Think of the date on Pikeminnow.org that says the sport-reward fishery will wrap up Aug. 31** as more of a possibility than a hard deadline.
Yesterday it was breathlessly reported here as the latter — and it could indeed end then or even earlier if funding for the popular program that pays anglers to remove the native but salmonid-smolt-snarfing species from the Columbia and Snake runs out because record numbers are caught.
But with water conditions on the rivers likely to be high during the best part of the season in spring and a boost in funding confirmed for this year, that seems unlikely and fishing should extend through Sept. 30, as usual.
The online warning came about after last year’s good season and 2015’s enhanced awards for tagged fish ate up the $1.5 million that had been budgeted to pay anglers for catching pikeminnows.
That gap was bridged inseason with a $300,000-plus grant from the Northwest Power and Conservation Council.
After the season wrapped up and going into this one, it wasn’t clear if there would be similar federal funding, but according to WDFW’s pikeminnow program manager Eric Winther, money has subsequently been committed.
While that information doesn’t appear to have fully made the rounds, this year’s biggest challenge for anglers — one of whom made over $100,000 last year by catching over 14,000 pikeminnows — may be spring runoff.
“With the expected high water, I believe it will be more challenging early in the year, but once past that it should be OK,” Winther says.

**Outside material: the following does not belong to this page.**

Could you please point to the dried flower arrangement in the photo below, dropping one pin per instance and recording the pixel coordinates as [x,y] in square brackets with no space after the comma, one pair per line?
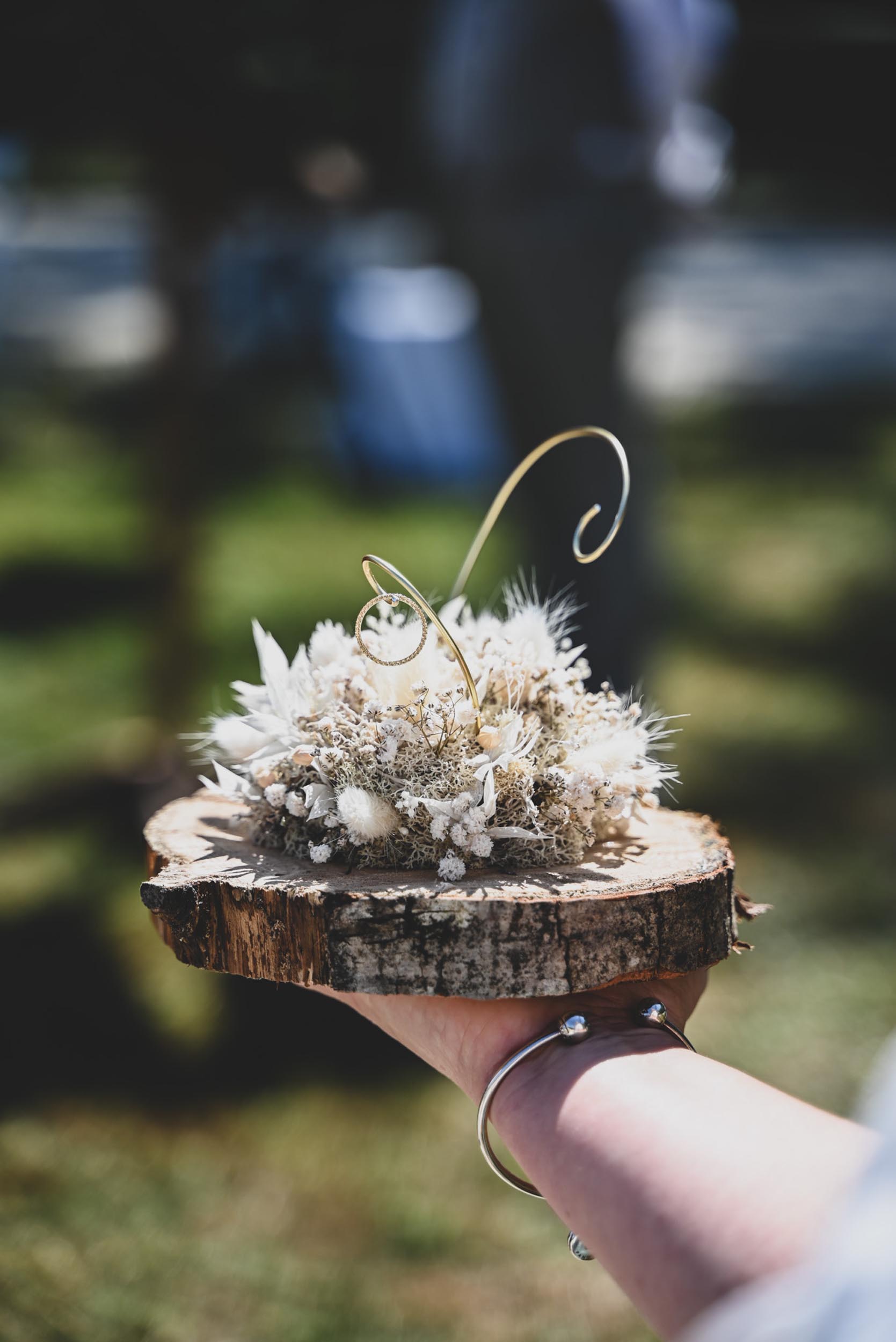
[369,749]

He says available funding should pay for the catch of up to 225,350 pikeminow, last year’s tally.
“Our 26-year average harvest is 175,000 to 180,000 fish, and typically on high-water years, harvest is lower than for low-water years,” he says.
The program begins May 1, with the traditional peak of fishing around mid-June, when the pikeminnow gather for the annual spawn, making them easier to catch in large numbers.